2° The last opera performed in the Eternal City
The Enchanted Palace was a commission from Cardinal Antonio Barberini. In those days, the great aristocratic families of papal Rome vied to show off their splendour and their attachment to the arts. To display their wealth and power, they called upon the top composers and the best librettists.
Performed on 23 February 1642, Rossi’s The Enchanted Palace would be the last work of this genre to be presented in Rome. On 29 July 1644, Pope Urban VIII died, and with him passed the reign of the family that had fashioned the Eternal City. He was succeeded by a member of the Barberini’s rival family, Giovanni Battista Pamphili known as Innocent X:  pious Spain is now hovering over Rome and opera of this type fell out of favour …

3° A Roman feast
In Venice, opera was typically performed by a small orchestra. In Rome, on the other hand, the compositions of the period were resounding celebrations. The Enchanted Palace perfectly illustrates this sense of splendour: we find music, song, dance, theatre, impressive sets, costumes and stage effects, massive choirs and the use of a sizable orchestra (some 40 musicians)… The premiere performance listed 27 characters, and lasted seven hours! Everything contributes to making The Enchanted Palace a total work of art.

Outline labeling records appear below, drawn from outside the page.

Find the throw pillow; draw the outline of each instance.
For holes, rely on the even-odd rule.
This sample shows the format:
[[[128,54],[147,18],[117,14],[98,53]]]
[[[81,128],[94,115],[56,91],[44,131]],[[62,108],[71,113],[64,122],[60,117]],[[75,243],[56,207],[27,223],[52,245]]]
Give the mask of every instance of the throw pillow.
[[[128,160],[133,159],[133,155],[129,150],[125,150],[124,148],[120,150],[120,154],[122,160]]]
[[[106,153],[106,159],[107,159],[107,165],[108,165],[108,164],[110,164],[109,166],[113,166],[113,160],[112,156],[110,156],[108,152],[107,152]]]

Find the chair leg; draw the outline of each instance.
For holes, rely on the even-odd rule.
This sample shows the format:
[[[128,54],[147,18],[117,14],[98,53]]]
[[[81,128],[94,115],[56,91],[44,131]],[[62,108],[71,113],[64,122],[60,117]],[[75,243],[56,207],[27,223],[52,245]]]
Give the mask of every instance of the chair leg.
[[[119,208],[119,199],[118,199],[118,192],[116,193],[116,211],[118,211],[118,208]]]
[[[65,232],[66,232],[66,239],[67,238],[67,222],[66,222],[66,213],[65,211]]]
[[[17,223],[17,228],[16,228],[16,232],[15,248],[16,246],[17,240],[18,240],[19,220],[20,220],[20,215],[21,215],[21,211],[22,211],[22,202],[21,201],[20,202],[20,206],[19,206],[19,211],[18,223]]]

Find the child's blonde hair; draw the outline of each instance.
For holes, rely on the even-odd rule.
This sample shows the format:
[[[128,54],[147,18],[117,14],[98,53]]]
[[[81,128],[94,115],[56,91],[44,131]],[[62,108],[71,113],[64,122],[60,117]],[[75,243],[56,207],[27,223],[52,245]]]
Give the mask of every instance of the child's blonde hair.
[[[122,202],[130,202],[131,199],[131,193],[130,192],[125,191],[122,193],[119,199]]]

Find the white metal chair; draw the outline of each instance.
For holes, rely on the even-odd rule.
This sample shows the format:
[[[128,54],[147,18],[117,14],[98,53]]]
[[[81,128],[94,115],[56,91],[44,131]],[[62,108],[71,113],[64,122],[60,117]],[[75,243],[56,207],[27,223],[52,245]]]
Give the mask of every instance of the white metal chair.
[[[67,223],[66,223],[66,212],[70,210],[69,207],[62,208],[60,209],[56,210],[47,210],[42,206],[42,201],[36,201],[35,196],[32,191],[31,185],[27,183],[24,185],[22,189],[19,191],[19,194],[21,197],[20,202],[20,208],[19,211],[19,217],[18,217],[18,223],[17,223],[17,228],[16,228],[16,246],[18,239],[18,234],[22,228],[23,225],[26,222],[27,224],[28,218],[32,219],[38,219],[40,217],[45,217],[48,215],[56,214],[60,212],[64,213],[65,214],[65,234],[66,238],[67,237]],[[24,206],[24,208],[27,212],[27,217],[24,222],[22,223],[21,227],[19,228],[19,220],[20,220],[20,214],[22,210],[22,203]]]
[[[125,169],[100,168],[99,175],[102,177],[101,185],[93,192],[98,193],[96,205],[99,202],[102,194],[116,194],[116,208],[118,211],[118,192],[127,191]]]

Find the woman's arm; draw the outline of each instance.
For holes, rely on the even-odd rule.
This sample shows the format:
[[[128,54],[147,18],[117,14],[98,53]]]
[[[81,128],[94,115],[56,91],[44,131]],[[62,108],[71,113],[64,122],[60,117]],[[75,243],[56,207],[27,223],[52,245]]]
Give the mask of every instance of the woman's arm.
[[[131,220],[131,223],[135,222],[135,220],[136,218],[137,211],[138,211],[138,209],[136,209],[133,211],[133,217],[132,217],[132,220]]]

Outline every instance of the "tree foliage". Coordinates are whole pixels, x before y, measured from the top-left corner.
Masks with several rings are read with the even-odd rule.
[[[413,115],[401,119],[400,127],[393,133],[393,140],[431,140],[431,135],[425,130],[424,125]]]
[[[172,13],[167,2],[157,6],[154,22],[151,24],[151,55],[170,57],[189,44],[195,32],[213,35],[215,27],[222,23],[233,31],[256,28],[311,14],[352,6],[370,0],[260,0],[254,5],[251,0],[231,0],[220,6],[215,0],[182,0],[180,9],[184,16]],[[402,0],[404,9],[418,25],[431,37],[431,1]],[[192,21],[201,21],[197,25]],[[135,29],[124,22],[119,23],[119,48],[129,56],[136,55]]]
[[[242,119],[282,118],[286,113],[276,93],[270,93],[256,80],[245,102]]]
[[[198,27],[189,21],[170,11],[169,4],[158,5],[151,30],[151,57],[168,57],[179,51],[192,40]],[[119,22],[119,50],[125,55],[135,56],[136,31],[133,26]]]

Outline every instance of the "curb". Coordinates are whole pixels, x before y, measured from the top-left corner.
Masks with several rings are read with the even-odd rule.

4° From librettist to pope
The libretto of The Enchanted Palace was written by Rospigliosi, who would later become Pope Clement IX. He adapted Ariosto’s Orlando furioso, a chivalric epic considered to be a masterpiece of Italian literature. Rospigliosi provided a dramma per musica in three acts of 2,725 verses, derived from a secular subject, a rarity in Rome at the time.

Discover the story in 30 seconds:  

5° A confined creation
Luigi Rossi’s The Enchanted Palace has not been performed since it first premiered in 1642. At the Opéra de Dijon, Leonardo García Alarcón and Fabrice Murgia are restoring a little known and unique work to life in a very unusual context. In spite of the confinement, opera houses still have the opportunity to rehearse, and the artists thus can continue their creative work.  
In light of this context, musical director Leonardo García Alarcón draws attention to the fact that the production of The Enchanted Palace has become a metaphor of sorts for the situation outside.
We are here, at the opera, working in confinement as we rehearse scenes that place the characters in confinement in a palace that, in its own way, establishes a certain social distancing that separates them, and prevents them from finding each other, loving each other, embracing each other. I believe this reflection of our external situation, within the intimacy of the stage, is really starting to influence our interpretation.’